Swiss chard is sort of like zucchini, only flatter. One plant will provide more than enough for a typical family, and more than enough to exhaust all your friends. But like zucchini, no good gardener plants just one chard plant. First there are a couple of plants, just in case one dies, then a neighbor plants a couple of other colors and soon there is chard envy and pretty soon there is every color of chard growing in every available corner and chard stuffed in a gaggle of bread bags in the vegetable crisper. And that doesn’t even account for what happens in the next year, when the plants start to send up a seed stalk that needs to be chopped back daily. Pretty soon the greenship is overrun with chardlet tribbles. You know you are really in trouble when the chard starts finding its way into smoothies and breakfast cereal.
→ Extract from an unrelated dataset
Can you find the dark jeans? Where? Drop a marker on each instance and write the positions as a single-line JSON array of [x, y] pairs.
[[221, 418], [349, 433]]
I have a really great garden, and some of my friends do as well. Sometimes we grow just a little bit more than we can eat. I’ll admit that I am just a little bit like octomom when I get to gardening. If I get great germination, well, I need to plant each and every seedling, regardless of how I might take care of them or whether my tiny plot is already full. After all, they’re my seedlings, and I am not going to kill them, even if in the end it kills me. I never had chard when I was a kid and now I want to create that perfect chard garden that I longed for in my youth.
Sometimes my friends and I go on long vacations during the peak seasons, so we harvest for each other. Faced with my own surplus, and that of my neighbors’, I started taking all the extra chard to the local food pantry. After a couple of years of almost-weekly delivery, the director started calling me the Chard Lady.